60. Thus, on the basis of her inquiry into this complaint, the Ombudsman closes the case with the following critical remarks:

1. By applying the requirement laid down in Article 37(3) of the Regulation to ensure to the extent possible "an appropriate geographical and gender balance and representation of stakeholders across the Union" only as regards the composition of the SMSG as a whole, and not also within each category of membership, the ESMA committed an instance of maladministration.

2. By appointing only one representative of SMEs to the SMSG the ESMA did not comply with the requirement of Article 37(2) of the Regulation to ensure, to the extent possible, a balanced representation of stakeholders across the Union, and thus committed an instance of maladministration.

3.By failing properly to explain its choice as regards the representative of employees, the ESMA did not comply with Article 37(2) of the Regulation, and thus committed an instance of maladministration.

No maladministration has been found as regards the other aspects of the complainant's allegations and claims.

The complainant and the ESMA will be informed of this decision.

Further remarks

1. The ESMA could publish future calls for expression of interest in becoming a member of the SMSG, not only on its own website, but also in the specialised financial press, and use, in general, any other communication channel that could increase the awareness and interest of women candidates.

2. Given the potentially wide definition of the "users" category, as far as the securities market segment is concerned, it would be advisable if the ESMA could ensure, to the extent possible, that the "users" category is not given an undue numerical preference to the detriment of the seats to be allocated to the remaining 4 categories of the SMSG.
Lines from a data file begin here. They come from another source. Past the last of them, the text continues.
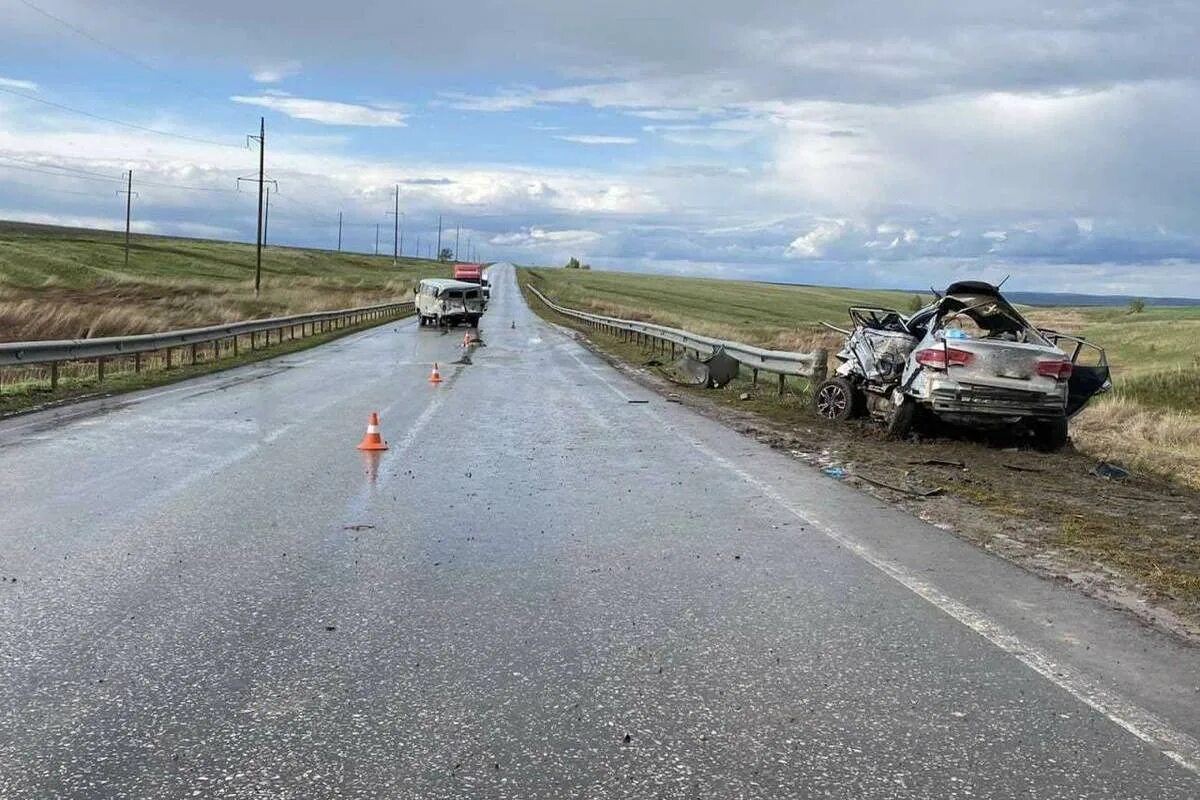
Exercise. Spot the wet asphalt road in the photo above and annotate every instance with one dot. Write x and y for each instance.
(541, 590)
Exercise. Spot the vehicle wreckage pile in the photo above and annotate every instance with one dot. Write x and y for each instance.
(969, 359)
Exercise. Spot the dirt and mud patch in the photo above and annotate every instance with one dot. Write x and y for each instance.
(1133, 543)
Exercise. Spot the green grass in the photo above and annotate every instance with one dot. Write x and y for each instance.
(1158, 340)
(1177, 390)
(1147, 422)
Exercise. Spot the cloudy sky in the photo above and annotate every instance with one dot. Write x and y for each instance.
(849, 143)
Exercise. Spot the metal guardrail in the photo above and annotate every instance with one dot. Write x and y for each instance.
(780, 362)
(53, 353)
(28, 353)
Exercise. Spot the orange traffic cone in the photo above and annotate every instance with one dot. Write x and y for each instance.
(371, 439)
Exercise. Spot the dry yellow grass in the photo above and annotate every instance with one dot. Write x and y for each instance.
(63, 283)
(1156, 440)
(127, 308)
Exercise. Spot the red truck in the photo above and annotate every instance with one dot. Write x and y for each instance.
(469, 272)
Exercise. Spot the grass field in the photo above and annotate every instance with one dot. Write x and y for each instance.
(1151, 420)
(72, 283)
3. It would facilitate and further improve the selection process if the ESMA were to require future applicants to indicate only one of the six categories for which they would like to be considered.
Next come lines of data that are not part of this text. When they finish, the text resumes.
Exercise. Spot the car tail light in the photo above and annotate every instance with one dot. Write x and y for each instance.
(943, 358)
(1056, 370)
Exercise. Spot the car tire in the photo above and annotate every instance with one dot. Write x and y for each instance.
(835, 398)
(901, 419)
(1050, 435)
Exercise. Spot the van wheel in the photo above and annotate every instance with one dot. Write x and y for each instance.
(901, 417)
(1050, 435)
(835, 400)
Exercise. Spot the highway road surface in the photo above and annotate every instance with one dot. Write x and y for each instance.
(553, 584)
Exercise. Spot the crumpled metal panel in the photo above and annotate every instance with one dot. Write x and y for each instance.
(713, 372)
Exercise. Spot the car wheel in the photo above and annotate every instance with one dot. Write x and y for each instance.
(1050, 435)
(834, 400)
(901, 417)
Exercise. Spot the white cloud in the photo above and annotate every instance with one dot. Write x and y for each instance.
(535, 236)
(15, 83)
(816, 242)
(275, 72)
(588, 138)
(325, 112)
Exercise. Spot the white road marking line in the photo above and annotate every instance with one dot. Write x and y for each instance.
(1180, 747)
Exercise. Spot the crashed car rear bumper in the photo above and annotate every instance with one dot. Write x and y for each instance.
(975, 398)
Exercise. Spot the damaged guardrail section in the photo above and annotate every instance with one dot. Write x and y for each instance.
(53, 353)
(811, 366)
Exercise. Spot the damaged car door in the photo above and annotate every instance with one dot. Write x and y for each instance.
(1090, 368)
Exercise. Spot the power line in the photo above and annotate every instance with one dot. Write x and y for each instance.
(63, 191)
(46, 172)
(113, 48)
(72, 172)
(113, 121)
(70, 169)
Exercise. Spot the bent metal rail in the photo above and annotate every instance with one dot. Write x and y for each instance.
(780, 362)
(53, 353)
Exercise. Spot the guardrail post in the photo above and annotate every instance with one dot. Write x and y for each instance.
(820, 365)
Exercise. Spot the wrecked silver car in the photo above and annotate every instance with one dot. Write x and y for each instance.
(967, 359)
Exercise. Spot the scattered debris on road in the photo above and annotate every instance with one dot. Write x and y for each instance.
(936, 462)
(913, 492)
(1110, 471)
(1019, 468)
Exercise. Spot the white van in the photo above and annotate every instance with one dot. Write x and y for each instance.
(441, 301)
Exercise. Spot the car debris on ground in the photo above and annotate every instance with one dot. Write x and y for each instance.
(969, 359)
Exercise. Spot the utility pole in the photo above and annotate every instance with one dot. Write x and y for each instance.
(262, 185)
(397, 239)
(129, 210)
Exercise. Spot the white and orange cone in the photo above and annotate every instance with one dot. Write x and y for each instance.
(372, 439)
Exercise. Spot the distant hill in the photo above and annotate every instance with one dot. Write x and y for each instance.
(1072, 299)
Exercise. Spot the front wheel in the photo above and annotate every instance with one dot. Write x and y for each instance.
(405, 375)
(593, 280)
4. In order to maintain the required level of transparency in the setting up and functioning of the SMSG, it would be advisable if the ESMA could in the future avoid compiling an Alternate Members List.
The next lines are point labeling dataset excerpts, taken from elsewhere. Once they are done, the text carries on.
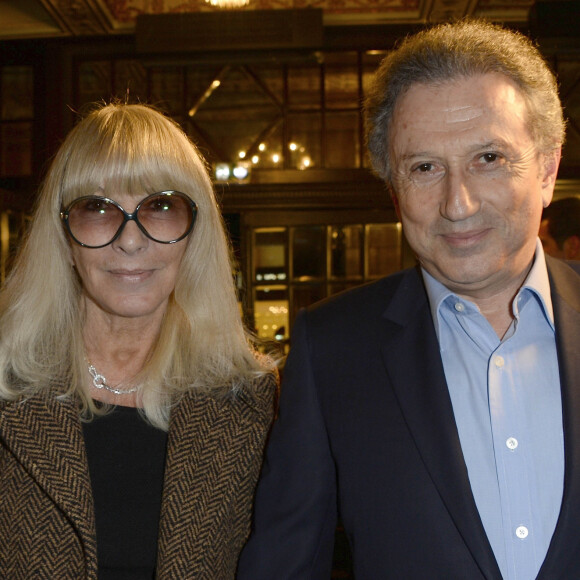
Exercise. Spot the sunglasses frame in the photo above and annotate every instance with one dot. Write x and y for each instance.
(127, 217)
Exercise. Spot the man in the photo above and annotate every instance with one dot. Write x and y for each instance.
(560, 229)
(438, 410)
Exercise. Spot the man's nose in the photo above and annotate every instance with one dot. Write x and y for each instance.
(459, 200)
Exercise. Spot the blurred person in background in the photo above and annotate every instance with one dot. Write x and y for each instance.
(560, 228)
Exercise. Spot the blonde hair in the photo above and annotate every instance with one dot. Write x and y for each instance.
(202, 342)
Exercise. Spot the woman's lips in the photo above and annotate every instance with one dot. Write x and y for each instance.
(131, 275)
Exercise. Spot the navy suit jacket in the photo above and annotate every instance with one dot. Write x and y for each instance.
(366, 429)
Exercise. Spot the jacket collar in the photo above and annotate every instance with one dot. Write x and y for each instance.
(44, 434)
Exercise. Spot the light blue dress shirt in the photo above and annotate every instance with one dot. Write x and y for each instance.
(508, 409)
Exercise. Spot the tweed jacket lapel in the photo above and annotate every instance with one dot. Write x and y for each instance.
(44, 435)
(213, 459)
(413, 363)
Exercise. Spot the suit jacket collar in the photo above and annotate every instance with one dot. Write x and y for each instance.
(424, 399)
(45, 435)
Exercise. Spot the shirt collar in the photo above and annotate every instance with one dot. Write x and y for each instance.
(536, 282)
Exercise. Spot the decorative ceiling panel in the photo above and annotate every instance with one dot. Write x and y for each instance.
(46, 18)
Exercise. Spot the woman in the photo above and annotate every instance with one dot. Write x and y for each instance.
(133, 408)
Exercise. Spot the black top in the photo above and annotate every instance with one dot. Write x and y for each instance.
(126, 463)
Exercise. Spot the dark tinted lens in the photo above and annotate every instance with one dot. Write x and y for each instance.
(167, 217)
(94, 221)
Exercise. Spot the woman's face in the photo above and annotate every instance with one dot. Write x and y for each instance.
(133, 276)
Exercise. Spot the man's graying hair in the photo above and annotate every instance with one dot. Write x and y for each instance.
(459, 50)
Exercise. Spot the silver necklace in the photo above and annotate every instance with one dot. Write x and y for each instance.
(100, 382)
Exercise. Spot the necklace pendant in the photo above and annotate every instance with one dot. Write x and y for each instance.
(100, 382)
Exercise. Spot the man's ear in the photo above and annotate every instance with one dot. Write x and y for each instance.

During the inquiry, and especially on the occasion of the inspection of documents (see paragraph 15 above), there were informal and constructive discussions between the ESMA and the Ombudsman's services. During these discussions, the ESMA expressed its willingness to revise its approach for the second selection round. As already noted, the ESMA announced the new composition of the SMSG on 12 December 2013. Although the present decision only concerns the first selection process that took place in 2011, the Ombudsman invites the ESMA, in its follow-up to the critical and further remarks set out above to explain how it revised its approach during the second selection process to take account of any lessons learned during the Ombudsman’s inquiry.

 

Emily O'Reilly

Done in Strasbourg on 19 December 2013


[1] OJ L 2010 L 331, p 84

[2] http://www.esma.europa.eu/news/Press-release-ESMA-appoints-new-Securities-Markets-Stakeholders-Group-members?t=326&o=home

[3] http://www.uniglobalunion.org/Apps/uni.nsf/pages/about_euEn

[4]http://www.esma.europa.eu/system/files/10_1466.pdf

[5] http://www.esma.europa.eu/system/files/2011_BS_123.pdf

[6] Decision of 7 November 2013, http://www.ombudsman.europa.eu/en/cases/decision.faces/en/52432/html.bookmark

[7] Regulation (EU) No 1093/2010, of the European Parliament and of the Council of 24 November 2010, establishing a European Supervisory Authority (EBA), OJ 2010 L 331, p. 12.

[8] Text and references inserted in [...] have been redacted or anonymised.

[9] According to Article 72(2) of the Regulation, "[t]he Management Board shall, by 31 May 2011, adopt practical measures for applying Regulation (EC) No 1049/2001".